The complexity of altimeter waveform interpretation of mixed surfaces also showed an impact on freeboard estimates. Close to boundaries of distinct MYI floes in FYI, mixtures of ice types within a floe or small floes of MYI in FYI, freeboard estimates are lower compared to the interior of a homogeneous floe and similar to FYI freeboard measurements. While freeboard may vary over such a floe, this behavior is observed for nearly all floes in our study. Thus, the measurements most likely reflect the range to the thinner component either at nadir or off-nadir positions [
35]. The latter ones often cause highly negative freeboard values because the range estimate is no longer associated with the nadir return. Underestimation of freeboard for mixed ice cases has been demonstrated in a simulation study based on CryoSat-2 parameters [
36]. To reduce biases in freeboard retrievals due to ambiguous waveforms, returns with increased PP and peak power over FYI or waveforms with widened leading edge are usually discarded for sea ice thickness retrievals in standard gridded products [
3,
37]. Filtering of waveforms and spatial averaging reduces the effect of outliers but especially in the transition from FYI and MYI more research is necessary to quantify those effects on sea ice thickness retrievals. This is of great importance to reduce uncertainties in sea ice thickness estimates. While ambiguous waveforms introduce errors to freeboard estimates, local changes of sea ice characteristics leading to such irregular waveforms contain information about small-scale features of the sea ice surface.

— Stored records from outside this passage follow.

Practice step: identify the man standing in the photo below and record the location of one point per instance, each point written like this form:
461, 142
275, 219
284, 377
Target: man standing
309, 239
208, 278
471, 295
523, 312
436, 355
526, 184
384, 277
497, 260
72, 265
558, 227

Leads of thin ice or open water even smaller than the resolution of the SAR imagery are easily discerned by the altimeter due to their high PP and peak power. Caution needs to be taken to separate real leads and lead-like waveforms that are characterized by lower peak powers [
38]. Lead detection is a necessary step in all sea ice freeboard retrievals and crucial to determine an optimal local sea surface height as a reference for the freeboard [
39]. FYI within MYI floes most likely originates from refrozen leads or cracks in the ice and even small features are easily detected by waveform changes towards peakier more powerful returns. Freeboard estimates can be biased by off-nadir impact of the smoother reflectors [
29,
35]. Small-scale features with an increase in backscatter intensity in the SAR imagery, i.e., large ridges and old ice floes, are characterized by a decrease in PP and peak power in the altimeter waveform sequence. Features a few hundred meters in size can usually be identified but can only be unambiguously assigned to the correct cause by the SAR imagery. Freeboard measurements are, however, not significantly impacted by these small features compared to the surrounding FYI because of the reasons explained above for mixed ice cases. Acquisition of robust freeboard estimates over such features therefore requires this feature on the one hand to be large enough that the altimetric footprint is not affected by surrounding areas and on the other hand to provide enough valid freeboard measurements to obtain a meaningful average value. Based on the analysis of many MYI floes in our data set, we suggest that a floe size in the order of 10 km in along-track and a few kilometers to both sides across-track with a minimum of 10 valid freeboard measurements should act as a guideline for robust estimates of floe freeboard and hence ice thickness.
Altimetric waveforms can reflect small-scale changes of the sea ice surface in size scales from a fraction of the altimeter footprint for leads to a few hundred meters for ridges and old ice floes. The complexity of the waveform and the leading edge in particular introduced by non-homogeneous altimeter footprints, however, impede reliable freeboard estimates on these small scales. SAR imagery as additional data aids the interpretation of the altimeter data and facilitates the understanding of waveform responses to surface changes.